We’ve started moving our logs, mostly syslog to graylog. It’s working great, and we want to take it further and add more structure to our log data.

Most of it is syslog, where we’re just shipping everything to graylog until we get a sense of what we can and need to store.It all goes to a single syslog input and to the default stream.

Apache logs are sent by filebeat to a single beats input. Then we have a netflow input for netflow data from routers and a GELF UDP input for our in-house java application.

Now, let’s say I want to create a dashboard for mail servers. Logs from our postfix mail servers is coming into the syslog input today and sent to the default stream. Where would it be best to extract data from postfix logs? On the host before sending to graylog, in an extractor (apparently being deprecated in favor of pipelines) or in a pipeline? If the answer is pipeline, should I first direct the messages to a dedicated stream and then run the pipeline there?

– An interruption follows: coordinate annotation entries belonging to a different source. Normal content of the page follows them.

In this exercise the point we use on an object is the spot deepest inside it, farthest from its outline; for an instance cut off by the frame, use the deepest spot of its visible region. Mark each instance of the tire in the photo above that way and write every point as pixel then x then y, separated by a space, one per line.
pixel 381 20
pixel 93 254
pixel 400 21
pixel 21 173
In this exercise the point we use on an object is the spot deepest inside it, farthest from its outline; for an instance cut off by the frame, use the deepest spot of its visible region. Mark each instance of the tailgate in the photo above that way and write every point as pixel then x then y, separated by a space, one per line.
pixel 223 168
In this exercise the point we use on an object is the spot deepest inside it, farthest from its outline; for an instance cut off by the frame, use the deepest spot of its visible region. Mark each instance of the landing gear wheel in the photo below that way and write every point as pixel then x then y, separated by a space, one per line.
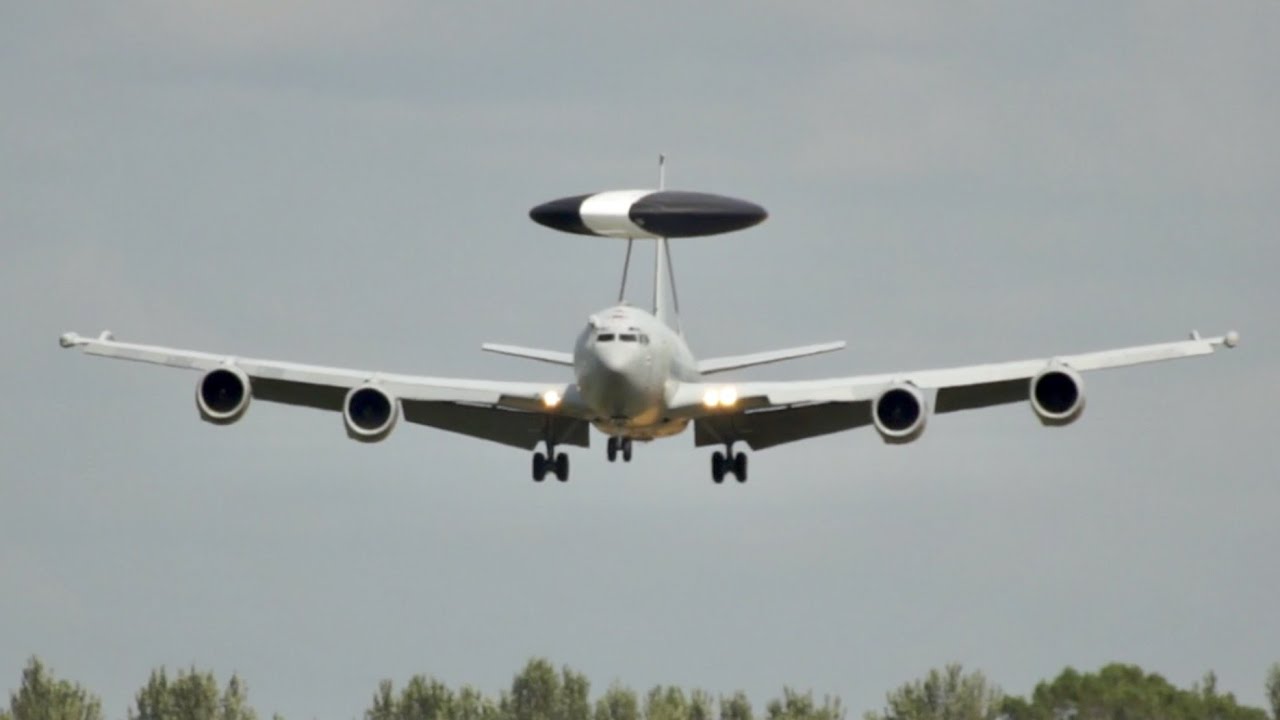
pixel 718 466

I know there are many ways to skin this cat, but I want to learn from others about faults and benefits of different ways.

1 Like

Thank you, Einar, for your interesting post! It’s a great candidate for our Daily Challenge.

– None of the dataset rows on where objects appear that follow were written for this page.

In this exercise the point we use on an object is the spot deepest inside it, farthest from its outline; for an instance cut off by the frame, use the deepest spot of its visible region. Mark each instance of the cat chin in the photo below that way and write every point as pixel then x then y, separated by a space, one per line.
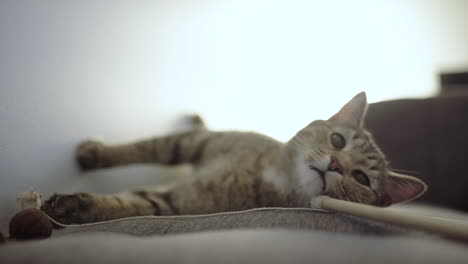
pixel 331 178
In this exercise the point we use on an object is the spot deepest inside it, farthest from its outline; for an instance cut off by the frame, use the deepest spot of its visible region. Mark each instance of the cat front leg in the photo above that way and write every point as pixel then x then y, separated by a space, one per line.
pixel 81 208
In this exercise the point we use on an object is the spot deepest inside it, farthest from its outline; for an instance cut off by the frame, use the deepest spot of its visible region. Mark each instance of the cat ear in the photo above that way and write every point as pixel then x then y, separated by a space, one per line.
pixel 353 112
pixel 401 188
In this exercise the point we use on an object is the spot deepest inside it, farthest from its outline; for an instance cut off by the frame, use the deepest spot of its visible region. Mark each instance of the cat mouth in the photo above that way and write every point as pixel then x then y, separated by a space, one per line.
pixel 322 177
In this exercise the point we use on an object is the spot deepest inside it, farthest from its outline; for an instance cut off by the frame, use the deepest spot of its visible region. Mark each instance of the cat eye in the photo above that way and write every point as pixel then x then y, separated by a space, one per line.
pixel 337 141
pixel 360 177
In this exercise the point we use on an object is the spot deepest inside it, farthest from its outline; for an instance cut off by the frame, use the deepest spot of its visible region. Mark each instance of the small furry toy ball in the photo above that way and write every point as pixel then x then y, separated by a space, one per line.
pixel 29 224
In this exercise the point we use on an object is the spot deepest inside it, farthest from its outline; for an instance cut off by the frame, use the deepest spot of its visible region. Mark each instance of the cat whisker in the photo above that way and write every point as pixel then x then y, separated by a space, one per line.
pixel 406 171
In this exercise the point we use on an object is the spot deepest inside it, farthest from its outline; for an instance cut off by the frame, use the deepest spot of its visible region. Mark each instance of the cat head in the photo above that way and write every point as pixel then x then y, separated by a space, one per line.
pixel 339 158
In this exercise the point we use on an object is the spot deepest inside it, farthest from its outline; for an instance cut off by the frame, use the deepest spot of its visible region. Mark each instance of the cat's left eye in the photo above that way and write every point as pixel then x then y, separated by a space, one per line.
pixel 337 141
pixel 360 177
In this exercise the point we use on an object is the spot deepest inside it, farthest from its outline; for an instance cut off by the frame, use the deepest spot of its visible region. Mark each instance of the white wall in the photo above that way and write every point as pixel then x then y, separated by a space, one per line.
pixel 124 69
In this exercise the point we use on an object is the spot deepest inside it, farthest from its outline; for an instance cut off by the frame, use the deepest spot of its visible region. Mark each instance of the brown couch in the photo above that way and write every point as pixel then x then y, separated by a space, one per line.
pixel 428 137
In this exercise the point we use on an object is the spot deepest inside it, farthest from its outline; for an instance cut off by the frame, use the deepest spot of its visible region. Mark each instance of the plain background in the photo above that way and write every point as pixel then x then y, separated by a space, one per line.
pixel 120 70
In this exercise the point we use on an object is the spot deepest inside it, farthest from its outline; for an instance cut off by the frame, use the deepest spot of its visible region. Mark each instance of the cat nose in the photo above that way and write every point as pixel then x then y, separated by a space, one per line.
pixel 335 165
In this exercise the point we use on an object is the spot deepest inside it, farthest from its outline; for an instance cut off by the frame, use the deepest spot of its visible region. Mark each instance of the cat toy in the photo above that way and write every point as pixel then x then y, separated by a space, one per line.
pixel 455 229
pixel 31 222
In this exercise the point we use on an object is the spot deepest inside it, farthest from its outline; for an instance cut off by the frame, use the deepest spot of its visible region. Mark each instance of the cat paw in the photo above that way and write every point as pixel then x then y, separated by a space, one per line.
pixel 89 155
pixel 69 208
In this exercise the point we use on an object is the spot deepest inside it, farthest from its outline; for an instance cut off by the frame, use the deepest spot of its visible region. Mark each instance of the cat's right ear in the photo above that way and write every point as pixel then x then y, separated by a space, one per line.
pixel 402 188
pixel 353 112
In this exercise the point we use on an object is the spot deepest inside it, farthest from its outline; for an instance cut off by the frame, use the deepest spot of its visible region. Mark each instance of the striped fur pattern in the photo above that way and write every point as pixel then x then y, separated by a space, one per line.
pixel 242 170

Hey, Grayloggers, Can you help Einar answer these challenges?

I want to create a dashboard for mail servers. Logs from our postfix mail servers is coming into the syslog input today and sent to the default stream.

  • Where would it be best to extract data from postfix logs?

  • On the host before sending to graylog, in an extractor (apparently being deprecated in favor of pipelines) or in a pipeline?

  • If the answer is pipeline, should I first direct the messages to a dedicated stream and then run the pipeline there?

1 Like

I’ve created a pipeline based on GitHub - whyscream/postfix-grok-patterns: Logstash configuration and grok patterns for parsing postfix logging that extracts data and directs the messages to a dedicated postfix stream.

It works well, but I’m still interested in hearing about different solutions.

Hello,

The easiest way is if your device is sending logs to your INPUT GELF UDP then you can use your fields created and add/configure widgets to your to your dashboard. You can also use streams to filter down what you need even more from those fields created.

Example of my Windows dashboard using GELF/TCP (i.e. so long as you have the fields).

Below is an example of a user/s logon after hours/weekend Input GELF TCP/TLS
I create a stream to filter down what I needed. This way I dont have to run this pipeline in “All Messges”. It made things a lot simpler for us.

Stream

Extractor

Pipeline

rule "Between 6 AM and 6 PM"
when
	( to_long(to_date($message.timestamp, "American/Chicago").hourOfDay) >= 0 AND to_long(to_date($message.timestamp, "American/Chicago").hourOfDay) <= 6 ) OR
	( to_long(to_date($message.timestamp, "American/Chicago").hourOfDay) >= 18 AND to_long(to_date($message.timestamp, "American/Chicago").hourOfDay) <= 0 )
then
	set_field("trigger_workhours_off", true);
end
rule "Off Work Weekend"
when
	// from Monday (1) to Sunday (7)
	to_long(to_date($message.timestamp, "American/Chicago").dayOfWeek) == 7 OR
	to_long(to_date($message.timestamp, "American/Chicago").dayOfWeek) == 6
then
	set_field("trigger_workhours_off", true);
end
Rule "Route to stream"
when
    has_field("trigger_workhours_off")
then
    route_to_stream(id:"5d8acba383d72e04cba96317");
end

At the end of the pipeline I have it going to a stream Called " Windows: User Logged in After Work Hours". this is where I set my Event Definitions to this steam. Some pipeline are simpler and maybe a lot easier just to create a pipeline, then other maybe a little more complicated. Depending on what you want to do.

So, I look at resources it will use over time, and how simple can I make it.
Hope that helps.

3 Likes

This topic was automatically closed 14 days after the last reply. New replies are no longer allowed.